“Joshua Tree National Park has the same problem right now. There’s phenomenal fuel out there. Ironically,” he added, “a wet year can burn out a desert town. It’s a lot safer to live in Pioneertown during the worst drought of all time than it is in a wet year.”
“The problem is that you’ve got to sort out the variables,” Minnich said. “It doesn’t matter how much nitrogen you throw on the landscape when you have a record rainfall. The more it rains, the more stuff grows. Keep it simple.”
On Thursday afternoon while the fires still burned, I drove to the Morongo Valley, where I could see the fire from Highway 62. As I neared the grade where the highway winds through Big Morongo Canyon, the thermometer in my car flipped over to 114 degrees. Flames licked the hills close to the road, and the entire sky had turned a milky terra cotta, a veil of smoke so thick you could look straight at the sun. It was hard to look back at the devastation as something wildflowers wrought.
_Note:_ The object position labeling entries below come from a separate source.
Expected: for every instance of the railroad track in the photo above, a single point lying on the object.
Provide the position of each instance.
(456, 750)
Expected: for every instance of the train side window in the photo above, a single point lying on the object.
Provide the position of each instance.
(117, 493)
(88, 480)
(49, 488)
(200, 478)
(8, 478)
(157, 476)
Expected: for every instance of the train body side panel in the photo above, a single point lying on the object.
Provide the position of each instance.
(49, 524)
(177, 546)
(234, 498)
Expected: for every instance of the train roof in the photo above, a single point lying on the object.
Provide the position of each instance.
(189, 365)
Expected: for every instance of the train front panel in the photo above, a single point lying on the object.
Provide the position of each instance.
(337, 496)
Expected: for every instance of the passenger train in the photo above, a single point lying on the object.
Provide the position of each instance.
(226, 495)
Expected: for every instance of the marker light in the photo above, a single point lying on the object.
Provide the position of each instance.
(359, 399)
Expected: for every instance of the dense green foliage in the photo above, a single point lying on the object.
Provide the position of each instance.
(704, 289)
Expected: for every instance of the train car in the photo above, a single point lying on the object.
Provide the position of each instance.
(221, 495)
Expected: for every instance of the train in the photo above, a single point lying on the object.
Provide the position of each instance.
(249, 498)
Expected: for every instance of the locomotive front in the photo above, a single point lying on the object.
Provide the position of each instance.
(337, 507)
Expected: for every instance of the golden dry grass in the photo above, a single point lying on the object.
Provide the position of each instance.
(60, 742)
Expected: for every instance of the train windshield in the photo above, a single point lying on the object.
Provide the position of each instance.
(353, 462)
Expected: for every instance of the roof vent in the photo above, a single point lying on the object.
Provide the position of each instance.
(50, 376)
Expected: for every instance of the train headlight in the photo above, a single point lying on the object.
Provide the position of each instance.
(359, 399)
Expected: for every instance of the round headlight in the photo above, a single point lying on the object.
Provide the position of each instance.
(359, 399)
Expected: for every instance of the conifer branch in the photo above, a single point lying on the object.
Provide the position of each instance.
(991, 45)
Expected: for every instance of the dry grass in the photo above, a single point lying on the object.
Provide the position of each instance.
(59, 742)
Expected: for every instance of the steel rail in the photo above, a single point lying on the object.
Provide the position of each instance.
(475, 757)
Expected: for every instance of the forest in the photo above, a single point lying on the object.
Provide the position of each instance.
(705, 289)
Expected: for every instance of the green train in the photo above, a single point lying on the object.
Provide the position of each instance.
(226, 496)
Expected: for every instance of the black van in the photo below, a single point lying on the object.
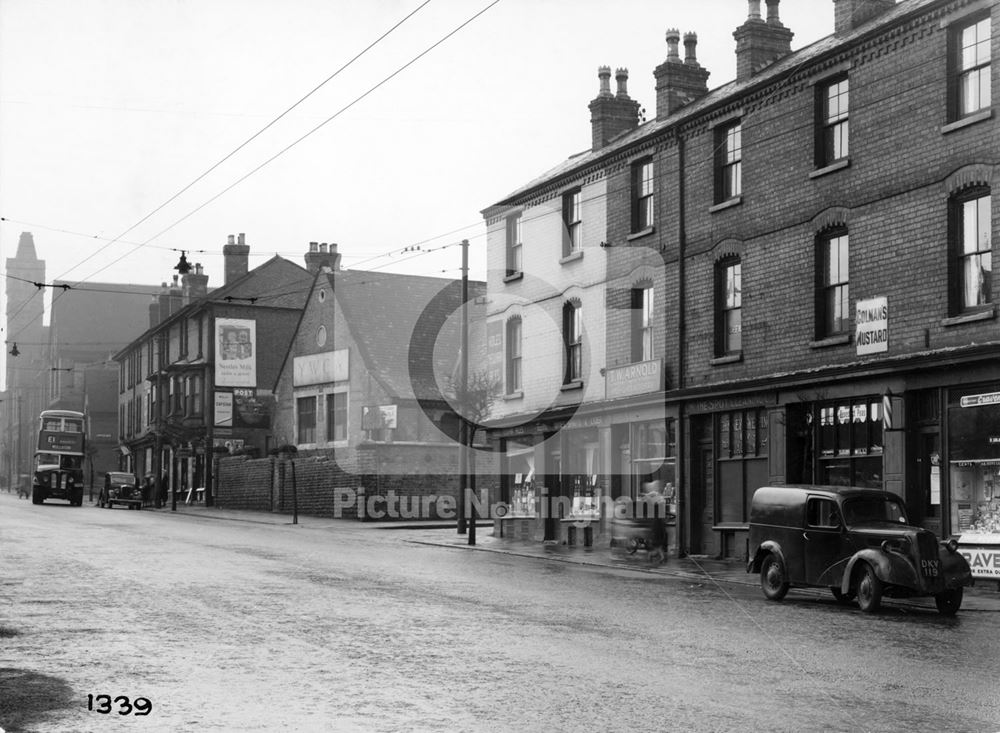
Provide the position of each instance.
(856, 542)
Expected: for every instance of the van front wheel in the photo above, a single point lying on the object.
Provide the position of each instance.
(869, 589)
(773, 578)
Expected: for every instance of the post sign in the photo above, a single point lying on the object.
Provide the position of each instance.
(871, 325)
(224, 409)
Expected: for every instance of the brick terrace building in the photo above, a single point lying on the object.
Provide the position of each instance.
(815, 240)
(363, 390)
(200, 379)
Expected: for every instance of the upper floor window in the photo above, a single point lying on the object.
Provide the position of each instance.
(971, 62)
(573, 340)
(728, 162)
(642, 323)
(336, 416)
(306, 411)
(729, 308)
(973, 249)
(833, 297)
(514, 263)
(832, 133)
(513, 355)
(642, 195)
(571, 222)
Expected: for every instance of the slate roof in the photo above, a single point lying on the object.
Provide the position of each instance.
(383, 309)
(786, 66)
(276, 283)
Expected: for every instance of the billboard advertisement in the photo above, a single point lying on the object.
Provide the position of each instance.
(235, 352)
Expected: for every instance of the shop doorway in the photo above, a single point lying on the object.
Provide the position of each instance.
(703, 501)
(925, 502)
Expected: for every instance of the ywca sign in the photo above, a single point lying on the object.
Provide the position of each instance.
(871, 325)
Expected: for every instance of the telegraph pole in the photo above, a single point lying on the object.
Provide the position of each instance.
(463, 426)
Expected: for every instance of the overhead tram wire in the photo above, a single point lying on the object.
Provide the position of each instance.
(245, 143)
(787, 78)
(325, 122)
(224, 159)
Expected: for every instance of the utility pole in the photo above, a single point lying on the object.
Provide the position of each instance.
(463, 426)
(158, 432)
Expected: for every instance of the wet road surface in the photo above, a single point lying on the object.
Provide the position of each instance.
(335, 626)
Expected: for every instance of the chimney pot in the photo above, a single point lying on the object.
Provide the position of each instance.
(673, 40)
(690, 46)
(772, 12)
(621, 76)
(604, 74)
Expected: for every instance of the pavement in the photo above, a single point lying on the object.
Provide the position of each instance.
(984, 596)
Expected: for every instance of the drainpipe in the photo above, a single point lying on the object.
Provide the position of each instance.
(681, 343)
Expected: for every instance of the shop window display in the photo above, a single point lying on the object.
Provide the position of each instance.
(851, 443)
(974, 471)
(521, 462)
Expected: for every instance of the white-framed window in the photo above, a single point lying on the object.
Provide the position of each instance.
(573, 341)
(972, 235)
(971, 62)
(832, 137)
(729, 162)
(729, 307)
(642, 323)
(336, 416)
(833, 276)
(513, 356)
(514, 245)
(642, 195)
(305, 410)
(572, 222)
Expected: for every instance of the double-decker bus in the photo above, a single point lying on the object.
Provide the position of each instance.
(59, 457)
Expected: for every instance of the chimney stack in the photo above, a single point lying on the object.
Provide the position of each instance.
(849, 14)
(611, 115)
(678, 83)
(760, 43)
(322, 256)
(195, 284)
(237, 259)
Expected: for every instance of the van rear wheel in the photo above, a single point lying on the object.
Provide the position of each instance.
(869, 589)
(773, 578)
(949, 602)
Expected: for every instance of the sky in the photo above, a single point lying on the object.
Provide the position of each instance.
(115, 115)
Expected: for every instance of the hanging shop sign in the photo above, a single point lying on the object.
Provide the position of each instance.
(871, 325)
(224, 409)
(633, 379)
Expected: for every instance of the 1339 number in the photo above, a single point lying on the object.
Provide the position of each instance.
(105, 705)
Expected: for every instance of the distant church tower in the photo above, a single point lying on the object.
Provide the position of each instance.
(25, 306)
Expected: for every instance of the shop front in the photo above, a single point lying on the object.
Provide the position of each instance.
(974, 476)
(561, 481)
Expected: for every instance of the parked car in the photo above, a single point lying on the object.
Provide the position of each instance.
(120, 488)
(856, 542)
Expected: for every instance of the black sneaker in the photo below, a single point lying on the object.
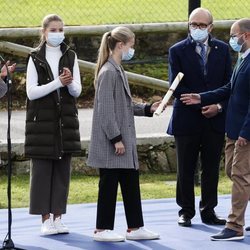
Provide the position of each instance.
(247, 231)
(228, 234)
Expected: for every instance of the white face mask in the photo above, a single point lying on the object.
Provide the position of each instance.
(199, 35)
(128, 54)
(55, 38)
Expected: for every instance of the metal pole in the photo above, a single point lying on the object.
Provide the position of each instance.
(193, 4)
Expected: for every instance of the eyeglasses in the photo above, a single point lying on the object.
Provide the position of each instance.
(201, 26)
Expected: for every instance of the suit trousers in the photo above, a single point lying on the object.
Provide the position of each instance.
(49, 185)
(238, 168)
(208, 146)
(130, 188)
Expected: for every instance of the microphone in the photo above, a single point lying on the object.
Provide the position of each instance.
(9, 81)
(2, 60)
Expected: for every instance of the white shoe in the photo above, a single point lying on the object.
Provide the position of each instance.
(247, 231)
(61, 228)
(141, 234)
(107, 235)
(48, 228)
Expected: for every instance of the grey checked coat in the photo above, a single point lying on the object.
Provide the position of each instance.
(113, 117)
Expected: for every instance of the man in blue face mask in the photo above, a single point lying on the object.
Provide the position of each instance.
(198, 131)
(237, 150)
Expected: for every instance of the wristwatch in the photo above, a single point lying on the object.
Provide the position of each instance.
(219, 107)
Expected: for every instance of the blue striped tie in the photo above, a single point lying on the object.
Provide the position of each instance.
(203, 53)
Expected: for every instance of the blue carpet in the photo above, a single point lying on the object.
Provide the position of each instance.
(159, 215)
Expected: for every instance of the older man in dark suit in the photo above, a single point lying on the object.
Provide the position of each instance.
(237, 149)
(206, 64)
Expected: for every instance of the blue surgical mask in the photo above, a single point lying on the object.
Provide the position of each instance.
(128, 54)
(199, 35)
(55, 38)
(234, 44)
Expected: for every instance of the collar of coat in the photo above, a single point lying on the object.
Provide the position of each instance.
(41, 50)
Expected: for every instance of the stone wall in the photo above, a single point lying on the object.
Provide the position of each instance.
(156, 155)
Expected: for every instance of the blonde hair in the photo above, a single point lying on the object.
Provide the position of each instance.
(197, 10)
(45, 23)
(244, 24)
(108, 43)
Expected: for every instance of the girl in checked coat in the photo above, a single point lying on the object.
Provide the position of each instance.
(113, 139)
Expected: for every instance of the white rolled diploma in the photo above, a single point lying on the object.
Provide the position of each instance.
(169, 93)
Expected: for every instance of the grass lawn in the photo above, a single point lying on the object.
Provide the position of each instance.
(83, 189)
(27, 13)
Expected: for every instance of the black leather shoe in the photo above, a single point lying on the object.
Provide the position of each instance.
(213, 219)
(184, 221)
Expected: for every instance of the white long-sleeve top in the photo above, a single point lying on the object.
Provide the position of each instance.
(53, 55)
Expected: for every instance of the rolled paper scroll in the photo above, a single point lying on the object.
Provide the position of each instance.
(169, 93)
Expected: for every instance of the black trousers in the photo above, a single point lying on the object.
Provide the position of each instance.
(208, 145)
(49, 185)
(108, 185)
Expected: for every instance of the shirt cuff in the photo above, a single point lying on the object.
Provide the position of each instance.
(147, 110)
(116, 139)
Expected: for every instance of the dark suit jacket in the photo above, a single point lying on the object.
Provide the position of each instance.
(238, 92)
(188, 120)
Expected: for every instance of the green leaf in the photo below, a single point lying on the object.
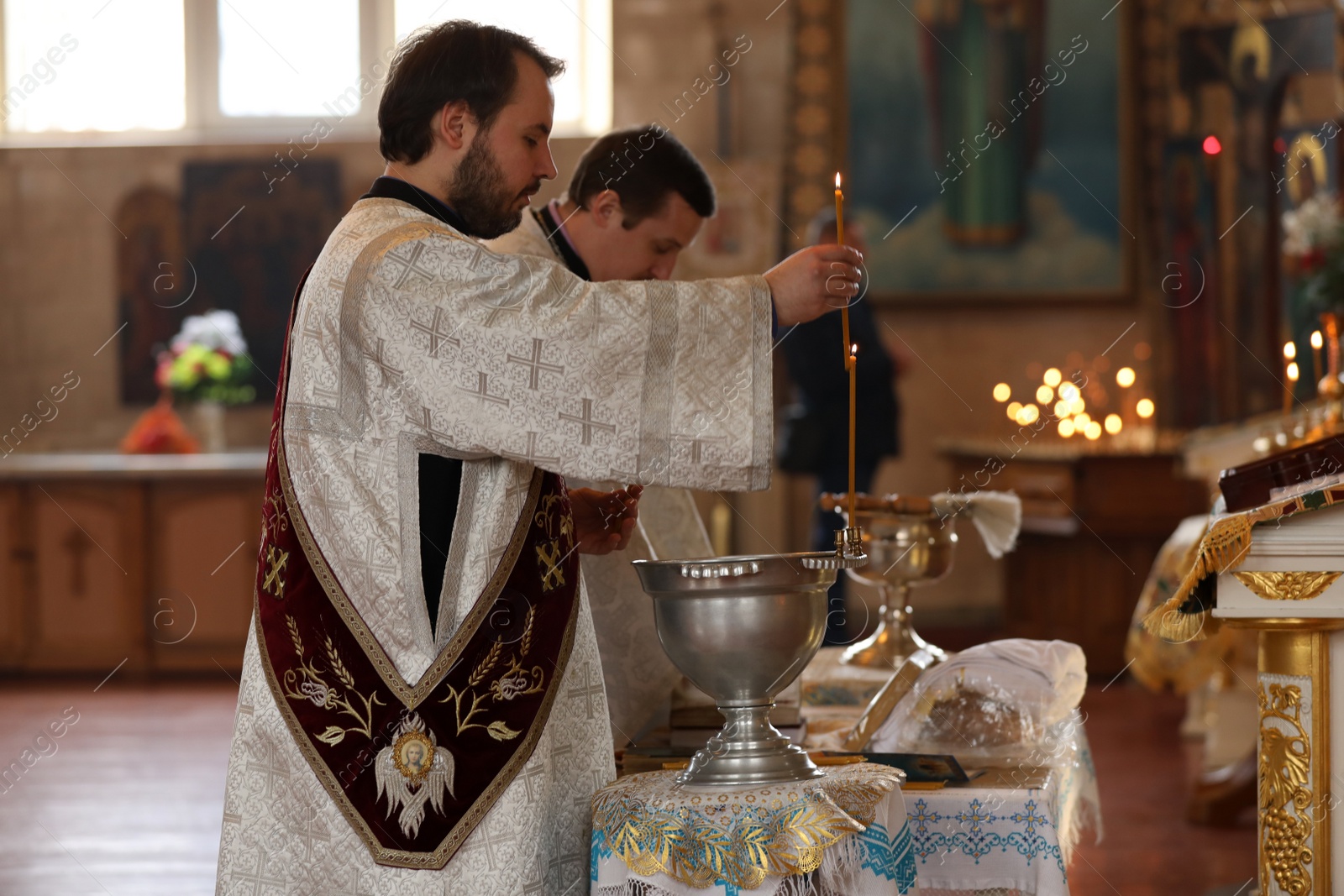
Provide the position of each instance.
(501, 731)
(333, 735)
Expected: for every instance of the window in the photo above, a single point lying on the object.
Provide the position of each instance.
(225, 70)
(281, 60)
(92, 65)
(577, 31)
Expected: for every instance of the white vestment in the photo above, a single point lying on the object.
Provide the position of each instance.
(412, 338)
(638, 674)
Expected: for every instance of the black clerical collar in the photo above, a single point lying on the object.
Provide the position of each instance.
(553, 228)
(400, 190)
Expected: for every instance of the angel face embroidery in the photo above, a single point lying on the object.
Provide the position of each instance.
(414, 770)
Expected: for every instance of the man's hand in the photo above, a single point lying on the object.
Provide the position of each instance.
(813, 281)
(604, 520)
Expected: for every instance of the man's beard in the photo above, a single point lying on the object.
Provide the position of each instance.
(480, 196)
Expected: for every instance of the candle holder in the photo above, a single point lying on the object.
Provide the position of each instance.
(907, 544)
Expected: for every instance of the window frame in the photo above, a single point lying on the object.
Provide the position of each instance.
(205, 123)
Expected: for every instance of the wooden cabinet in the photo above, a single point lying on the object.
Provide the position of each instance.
(144, 562)
(1092, 527)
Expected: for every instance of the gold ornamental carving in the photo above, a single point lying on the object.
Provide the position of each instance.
(1288, 586)
(1285, 799)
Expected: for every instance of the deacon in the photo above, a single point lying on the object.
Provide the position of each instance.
(635, 201)
(394, 741)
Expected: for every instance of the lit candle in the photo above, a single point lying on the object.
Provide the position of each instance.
(1288, 390)
(1317, 343)
(1289, 374)
(853, 367)
(851, 351)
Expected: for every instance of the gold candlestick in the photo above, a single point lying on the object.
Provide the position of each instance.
(850, 348)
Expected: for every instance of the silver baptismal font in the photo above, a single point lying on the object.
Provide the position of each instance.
(743, 629)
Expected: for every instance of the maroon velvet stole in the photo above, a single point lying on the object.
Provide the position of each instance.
(414, 768)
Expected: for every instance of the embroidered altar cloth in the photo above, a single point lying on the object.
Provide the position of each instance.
(839, 835)
(1012, 831)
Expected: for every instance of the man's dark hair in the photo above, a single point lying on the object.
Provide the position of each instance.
(449, 62)
(644, 165)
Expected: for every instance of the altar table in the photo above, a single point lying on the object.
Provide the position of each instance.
(840, 835)
(1008, 832)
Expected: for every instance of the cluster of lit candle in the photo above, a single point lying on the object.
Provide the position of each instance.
(1292, 372)
(1070, 410)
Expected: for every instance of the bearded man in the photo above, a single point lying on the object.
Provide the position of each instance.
(418, 584)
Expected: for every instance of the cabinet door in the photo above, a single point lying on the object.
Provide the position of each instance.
(203, 555)
(15, 563)
(89, 577)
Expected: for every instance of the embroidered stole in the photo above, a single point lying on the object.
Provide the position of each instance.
(414, 768)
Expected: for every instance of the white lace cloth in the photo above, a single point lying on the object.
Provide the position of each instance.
(874, 860)
(1007, 837)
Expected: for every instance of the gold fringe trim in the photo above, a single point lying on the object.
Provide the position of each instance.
(1222, 547)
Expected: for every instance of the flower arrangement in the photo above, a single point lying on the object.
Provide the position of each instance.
(1314, 251)
(207, 362)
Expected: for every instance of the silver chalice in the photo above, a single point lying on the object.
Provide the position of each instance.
(909, 544)
(743, 629)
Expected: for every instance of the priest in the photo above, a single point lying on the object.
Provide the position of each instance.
(396, 741)
(635, 201)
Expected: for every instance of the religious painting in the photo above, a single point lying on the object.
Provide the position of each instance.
(985, 147)
(250, 238)
(1189, 282)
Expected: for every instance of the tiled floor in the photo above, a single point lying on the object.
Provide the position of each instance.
(1142, 768)
(128, 801)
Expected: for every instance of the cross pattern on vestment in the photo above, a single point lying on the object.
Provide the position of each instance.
(385, 369)
(530, 454)
(535, 364)
(270, 766)
(427, 422)
(483, 392)
(698, 443)
(323, 501)
(407, 265)
(259, 878)
(588, 689)
(588, 422)
(593, 317)
(437, 336)
(275, 584)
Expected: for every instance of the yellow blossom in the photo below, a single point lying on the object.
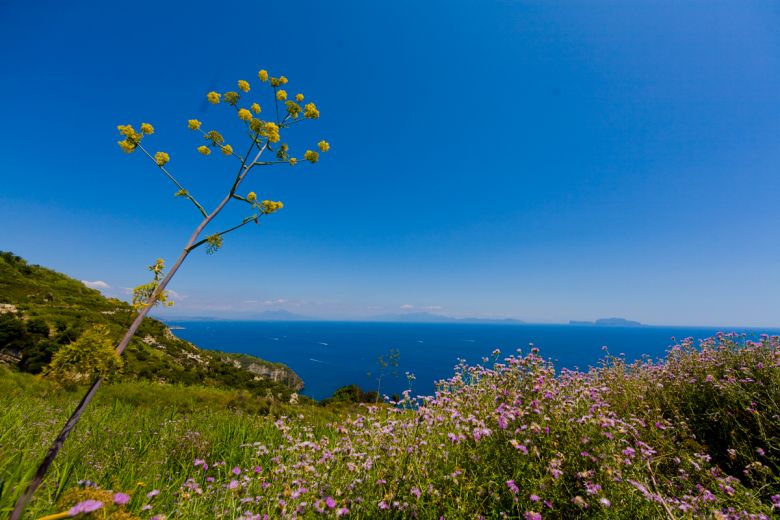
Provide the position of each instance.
(270, 206)
(129, 132)
(127, 146)
(231, 98)
(257, 125)
(272, 132)
(161, 158)
(310, 111)
(293, 108)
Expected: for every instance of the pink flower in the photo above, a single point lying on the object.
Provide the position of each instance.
(86, 506)
(121, 499)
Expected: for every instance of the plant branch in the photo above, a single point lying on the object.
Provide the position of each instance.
(59, 441)
(253, 218)
(178, 185)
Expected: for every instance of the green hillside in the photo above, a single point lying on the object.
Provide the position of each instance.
(41, 310)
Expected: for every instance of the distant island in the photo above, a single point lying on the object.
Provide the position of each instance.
(608, 322)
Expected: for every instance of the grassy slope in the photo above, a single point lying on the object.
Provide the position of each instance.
(154, 353)
(694, 436)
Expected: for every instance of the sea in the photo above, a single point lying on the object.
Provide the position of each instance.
(328, 355)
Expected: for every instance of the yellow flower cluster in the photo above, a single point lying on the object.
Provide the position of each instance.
(310, 111)
(126, 146)
(269, 206)
(214, 243)
(272, 132)
(214, 136)
(231, 98)
(132, 138)
(161, 158)
(293, 108)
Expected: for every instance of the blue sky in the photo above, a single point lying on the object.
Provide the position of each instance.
(540, 160)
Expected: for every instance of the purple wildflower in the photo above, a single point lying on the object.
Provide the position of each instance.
(86, 506)
(121, 499)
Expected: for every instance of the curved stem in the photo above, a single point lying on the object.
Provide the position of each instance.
(171, 177)
(76, 415)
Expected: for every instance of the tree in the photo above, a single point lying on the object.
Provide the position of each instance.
(90, 356)
(264, 136)
(13, 333)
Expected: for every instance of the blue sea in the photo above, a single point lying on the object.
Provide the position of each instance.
(328, 355)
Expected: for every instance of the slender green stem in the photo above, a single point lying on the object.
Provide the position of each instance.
(173, 179)
(246, 221)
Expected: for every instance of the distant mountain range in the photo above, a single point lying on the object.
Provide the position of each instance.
(608, 322)
(427, 317)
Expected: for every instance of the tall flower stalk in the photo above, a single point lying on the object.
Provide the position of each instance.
(265, 137)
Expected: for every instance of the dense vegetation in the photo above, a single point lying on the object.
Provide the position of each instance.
(43, 310)
(694, 435)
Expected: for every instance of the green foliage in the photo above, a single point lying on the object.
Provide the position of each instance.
(66, 308)
(351, 394)
(91, 355)
(620, 441)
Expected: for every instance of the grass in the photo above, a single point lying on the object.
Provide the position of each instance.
(696, 434)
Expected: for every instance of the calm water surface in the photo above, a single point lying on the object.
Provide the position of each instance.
(328, 355)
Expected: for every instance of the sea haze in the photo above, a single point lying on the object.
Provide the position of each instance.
(328, 355)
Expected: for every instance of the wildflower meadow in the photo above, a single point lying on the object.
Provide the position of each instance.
(692, 435)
Then again, natural processes are full of contradictions.
D.P. Myers wouldn’t talk about causes and conductors like wildflowers or nitrogen-fed grasses. “I’m not qualified,” he said. He would only discuss the work he’s begun to restore what God or man — or a combination of both — has destroyed.
“We started a massive restoration process the first day we were able to get in there,” he said. “We’ve started our own seed stock to grow native plants. It helps when we’re eradicating the noxious weeds to have something planted in place so they don’t grow up.” And while he wouldn’t go so far as to call the blaze unnatural, “it was extremely big and extremely devastating,” he acknowledged. “I hope we don’t see anything else like this for a very long time.”